For this approach to be successful, leadership from all three disciplines must buy in. Agencies must invest in joint exercises, shared SOPs, interoperable communications equipment, and cross-disciplinary education. Most importantly, they must abandon the notion that safety comes from separation—instead recognizing that safety and survivability come from integration.
A Simultaneous Approach: Stop the Killing, Stop the Dying
Active shooter events demand a two-pronged, simultaneous approach. The first priority is to stop the killing—law enforcement’s role to neutralize the shooter. The second, equally urgent priority, is to stop the dying—MRTs providing point-of-injury care.

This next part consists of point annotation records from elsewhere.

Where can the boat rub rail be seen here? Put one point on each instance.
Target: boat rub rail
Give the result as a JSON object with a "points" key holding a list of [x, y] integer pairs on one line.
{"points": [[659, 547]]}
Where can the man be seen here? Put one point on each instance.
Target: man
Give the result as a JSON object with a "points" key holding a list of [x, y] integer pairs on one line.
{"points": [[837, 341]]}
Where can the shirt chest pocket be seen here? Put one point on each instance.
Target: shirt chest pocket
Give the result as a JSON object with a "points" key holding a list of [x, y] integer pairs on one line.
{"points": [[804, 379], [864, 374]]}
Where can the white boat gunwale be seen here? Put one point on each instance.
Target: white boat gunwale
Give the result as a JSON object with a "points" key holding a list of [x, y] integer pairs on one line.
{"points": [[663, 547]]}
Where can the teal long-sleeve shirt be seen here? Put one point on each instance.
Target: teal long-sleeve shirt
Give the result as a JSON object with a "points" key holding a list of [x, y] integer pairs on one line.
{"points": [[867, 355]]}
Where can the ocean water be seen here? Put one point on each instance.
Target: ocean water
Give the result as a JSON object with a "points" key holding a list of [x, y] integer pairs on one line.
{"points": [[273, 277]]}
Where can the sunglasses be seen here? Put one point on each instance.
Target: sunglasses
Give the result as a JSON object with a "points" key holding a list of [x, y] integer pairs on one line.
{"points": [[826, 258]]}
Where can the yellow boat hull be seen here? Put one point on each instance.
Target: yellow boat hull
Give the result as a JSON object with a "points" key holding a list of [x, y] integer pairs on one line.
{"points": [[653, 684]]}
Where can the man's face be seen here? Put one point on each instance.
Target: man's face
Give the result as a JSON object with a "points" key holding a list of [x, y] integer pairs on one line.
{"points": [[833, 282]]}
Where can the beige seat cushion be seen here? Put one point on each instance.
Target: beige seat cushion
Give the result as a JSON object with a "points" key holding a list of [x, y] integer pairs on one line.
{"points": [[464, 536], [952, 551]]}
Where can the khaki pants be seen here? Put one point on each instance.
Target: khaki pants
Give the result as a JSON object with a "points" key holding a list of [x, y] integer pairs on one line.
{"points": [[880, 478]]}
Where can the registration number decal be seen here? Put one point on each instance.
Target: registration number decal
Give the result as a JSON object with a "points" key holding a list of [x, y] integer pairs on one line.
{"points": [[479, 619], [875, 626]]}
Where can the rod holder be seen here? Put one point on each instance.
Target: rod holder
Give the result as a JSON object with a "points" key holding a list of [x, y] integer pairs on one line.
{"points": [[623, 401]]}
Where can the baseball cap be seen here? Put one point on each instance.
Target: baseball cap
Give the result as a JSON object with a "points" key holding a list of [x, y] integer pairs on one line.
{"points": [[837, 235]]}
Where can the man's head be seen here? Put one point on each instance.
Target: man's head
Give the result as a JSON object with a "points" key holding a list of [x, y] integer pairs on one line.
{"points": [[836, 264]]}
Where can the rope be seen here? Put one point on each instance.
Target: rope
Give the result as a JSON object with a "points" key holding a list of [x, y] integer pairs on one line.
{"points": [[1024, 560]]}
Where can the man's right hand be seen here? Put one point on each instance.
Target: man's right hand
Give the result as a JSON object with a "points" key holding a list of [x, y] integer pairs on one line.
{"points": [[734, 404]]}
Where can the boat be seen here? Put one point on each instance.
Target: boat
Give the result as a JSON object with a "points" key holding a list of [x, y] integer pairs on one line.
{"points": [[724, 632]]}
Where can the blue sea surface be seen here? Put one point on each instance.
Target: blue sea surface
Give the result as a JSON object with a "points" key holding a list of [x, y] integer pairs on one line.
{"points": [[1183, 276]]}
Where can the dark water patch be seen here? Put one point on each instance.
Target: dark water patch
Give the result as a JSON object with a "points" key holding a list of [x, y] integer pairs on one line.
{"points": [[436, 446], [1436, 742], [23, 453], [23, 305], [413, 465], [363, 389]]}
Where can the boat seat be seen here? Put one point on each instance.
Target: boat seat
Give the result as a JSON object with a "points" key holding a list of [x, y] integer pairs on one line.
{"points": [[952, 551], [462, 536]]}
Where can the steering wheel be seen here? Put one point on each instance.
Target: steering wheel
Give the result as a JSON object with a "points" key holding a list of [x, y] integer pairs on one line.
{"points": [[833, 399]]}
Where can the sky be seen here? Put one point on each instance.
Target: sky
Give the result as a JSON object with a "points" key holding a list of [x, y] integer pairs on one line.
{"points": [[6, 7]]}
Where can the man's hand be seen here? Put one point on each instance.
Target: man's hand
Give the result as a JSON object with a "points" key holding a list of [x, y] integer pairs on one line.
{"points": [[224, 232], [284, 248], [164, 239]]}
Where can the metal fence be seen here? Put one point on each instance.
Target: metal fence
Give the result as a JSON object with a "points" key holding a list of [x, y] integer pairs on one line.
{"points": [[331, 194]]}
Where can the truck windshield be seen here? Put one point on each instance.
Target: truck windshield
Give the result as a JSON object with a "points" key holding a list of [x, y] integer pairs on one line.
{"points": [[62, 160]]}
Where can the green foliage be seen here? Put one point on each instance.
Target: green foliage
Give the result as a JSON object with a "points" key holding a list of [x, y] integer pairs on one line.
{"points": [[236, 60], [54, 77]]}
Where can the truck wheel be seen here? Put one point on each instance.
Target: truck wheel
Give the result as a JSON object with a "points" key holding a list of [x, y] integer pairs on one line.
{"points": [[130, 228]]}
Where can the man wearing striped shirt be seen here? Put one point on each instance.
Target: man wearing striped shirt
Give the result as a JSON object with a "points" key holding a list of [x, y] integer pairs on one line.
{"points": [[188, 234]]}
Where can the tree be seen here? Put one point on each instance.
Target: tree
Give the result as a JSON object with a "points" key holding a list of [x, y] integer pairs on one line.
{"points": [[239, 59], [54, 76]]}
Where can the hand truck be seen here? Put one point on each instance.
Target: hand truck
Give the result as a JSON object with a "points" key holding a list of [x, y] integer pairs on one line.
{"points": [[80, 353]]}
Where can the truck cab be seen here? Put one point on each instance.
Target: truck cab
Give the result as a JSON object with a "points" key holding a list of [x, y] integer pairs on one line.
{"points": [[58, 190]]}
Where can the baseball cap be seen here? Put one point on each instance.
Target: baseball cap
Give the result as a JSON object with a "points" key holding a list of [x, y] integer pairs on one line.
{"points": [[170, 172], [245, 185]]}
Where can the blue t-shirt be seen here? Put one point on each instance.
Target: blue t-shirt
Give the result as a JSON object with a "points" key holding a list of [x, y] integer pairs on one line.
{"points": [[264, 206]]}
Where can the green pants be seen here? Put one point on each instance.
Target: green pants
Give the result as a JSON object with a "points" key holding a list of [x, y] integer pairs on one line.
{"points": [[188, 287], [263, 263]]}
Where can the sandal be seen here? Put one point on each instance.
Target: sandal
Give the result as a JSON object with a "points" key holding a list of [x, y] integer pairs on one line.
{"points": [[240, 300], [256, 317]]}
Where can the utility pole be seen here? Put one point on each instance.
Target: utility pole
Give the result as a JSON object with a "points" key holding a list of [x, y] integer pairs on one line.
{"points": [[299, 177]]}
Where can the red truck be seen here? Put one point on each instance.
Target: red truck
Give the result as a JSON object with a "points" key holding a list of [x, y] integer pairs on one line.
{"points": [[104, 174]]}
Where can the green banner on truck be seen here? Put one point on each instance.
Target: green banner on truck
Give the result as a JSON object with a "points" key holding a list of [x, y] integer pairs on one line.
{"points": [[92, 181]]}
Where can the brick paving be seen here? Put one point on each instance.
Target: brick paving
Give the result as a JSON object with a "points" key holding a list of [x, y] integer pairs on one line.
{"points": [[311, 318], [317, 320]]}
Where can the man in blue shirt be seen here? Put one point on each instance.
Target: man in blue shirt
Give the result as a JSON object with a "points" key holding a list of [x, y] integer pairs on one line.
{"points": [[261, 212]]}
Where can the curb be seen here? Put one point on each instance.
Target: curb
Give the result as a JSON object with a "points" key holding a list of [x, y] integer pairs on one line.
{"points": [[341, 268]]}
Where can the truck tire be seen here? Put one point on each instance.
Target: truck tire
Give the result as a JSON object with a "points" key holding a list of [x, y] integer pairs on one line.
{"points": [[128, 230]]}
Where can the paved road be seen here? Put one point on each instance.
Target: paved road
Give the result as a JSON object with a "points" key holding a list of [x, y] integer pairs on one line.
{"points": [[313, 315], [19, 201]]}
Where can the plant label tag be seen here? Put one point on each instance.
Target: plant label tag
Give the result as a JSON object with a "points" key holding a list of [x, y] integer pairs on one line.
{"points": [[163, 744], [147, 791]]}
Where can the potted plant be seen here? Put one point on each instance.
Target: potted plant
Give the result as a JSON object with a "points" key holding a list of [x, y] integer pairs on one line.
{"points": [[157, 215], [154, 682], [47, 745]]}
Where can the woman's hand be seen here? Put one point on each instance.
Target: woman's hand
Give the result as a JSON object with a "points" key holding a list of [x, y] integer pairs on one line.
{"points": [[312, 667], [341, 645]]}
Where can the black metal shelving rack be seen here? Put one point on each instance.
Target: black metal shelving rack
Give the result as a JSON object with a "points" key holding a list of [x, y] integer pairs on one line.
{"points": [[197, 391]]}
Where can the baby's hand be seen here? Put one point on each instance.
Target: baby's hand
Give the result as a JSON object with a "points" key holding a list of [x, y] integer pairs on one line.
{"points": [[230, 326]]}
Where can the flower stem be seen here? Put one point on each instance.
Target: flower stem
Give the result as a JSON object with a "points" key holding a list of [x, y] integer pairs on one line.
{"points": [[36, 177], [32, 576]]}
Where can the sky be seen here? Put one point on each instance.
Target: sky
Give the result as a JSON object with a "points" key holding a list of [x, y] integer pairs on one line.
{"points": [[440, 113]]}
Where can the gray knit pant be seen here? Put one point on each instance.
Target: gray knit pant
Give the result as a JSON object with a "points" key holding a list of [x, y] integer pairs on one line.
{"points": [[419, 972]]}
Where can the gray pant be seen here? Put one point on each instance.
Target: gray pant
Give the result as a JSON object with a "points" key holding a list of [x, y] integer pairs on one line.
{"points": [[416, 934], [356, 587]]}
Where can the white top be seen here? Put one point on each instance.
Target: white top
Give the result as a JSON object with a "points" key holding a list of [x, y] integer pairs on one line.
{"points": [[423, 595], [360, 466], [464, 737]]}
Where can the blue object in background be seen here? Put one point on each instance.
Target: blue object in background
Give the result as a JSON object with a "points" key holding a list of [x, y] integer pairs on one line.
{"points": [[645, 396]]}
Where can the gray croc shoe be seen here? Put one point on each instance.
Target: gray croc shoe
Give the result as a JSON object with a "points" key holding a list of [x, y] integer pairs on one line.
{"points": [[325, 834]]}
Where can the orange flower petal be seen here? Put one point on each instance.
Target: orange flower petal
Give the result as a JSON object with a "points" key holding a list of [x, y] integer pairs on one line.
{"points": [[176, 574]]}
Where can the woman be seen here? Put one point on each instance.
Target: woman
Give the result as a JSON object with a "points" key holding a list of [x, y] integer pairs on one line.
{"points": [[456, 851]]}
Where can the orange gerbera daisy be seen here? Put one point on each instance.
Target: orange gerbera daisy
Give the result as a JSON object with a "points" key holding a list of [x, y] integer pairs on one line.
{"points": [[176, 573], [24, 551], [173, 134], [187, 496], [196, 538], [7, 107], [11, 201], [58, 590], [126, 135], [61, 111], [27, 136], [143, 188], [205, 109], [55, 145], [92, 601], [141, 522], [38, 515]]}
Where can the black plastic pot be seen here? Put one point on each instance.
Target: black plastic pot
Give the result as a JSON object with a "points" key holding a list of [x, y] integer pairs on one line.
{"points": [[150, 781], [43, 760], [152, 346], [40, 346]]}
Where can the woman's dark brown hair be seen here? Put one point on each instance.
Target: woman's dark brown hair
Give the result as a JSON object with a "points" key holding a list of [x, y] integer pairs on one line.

This cannot be achieved through the current model, where medical responders wait for an “all clear” that comes too late. Instead, MRTs must deploy with law enforcement or immediately after a zone is partially cleared. Their mission is not just to treat, but to triage, stabilize, and coordinate rapid evacuation to Casualty Collection Points (CCPs). MRTs use proven triage tools and can identify which patients need tourniquets, airway intervention, or immediate transport—ensuring that resources are used efficiently and lives are preserved.
The Call to Action
Breaking the mold requires breaking the mindset that has kept EMS and fire in the background. This is not about reckless exposure or unnecessary risk—it is about deliberate preparation, intelligent zone integration, and shared responsibility. It is about recognizing that public safety is not a siloed effort, but a synchronized mission.
Every agency must ask itself: Are we prepared to meet the next active shooter event with the speed, coordination, and adaptability it demands? Or will we continue relying on outdated models that leave victims bleeding in the gap between neutralization and care?
The future lies in tactical EMS, MRTs, interdisciplinary response, and integrated zone operations. We owe it to our communities—and to ourselves—to break the mold and build a better, faster, and more unified model of saving lives.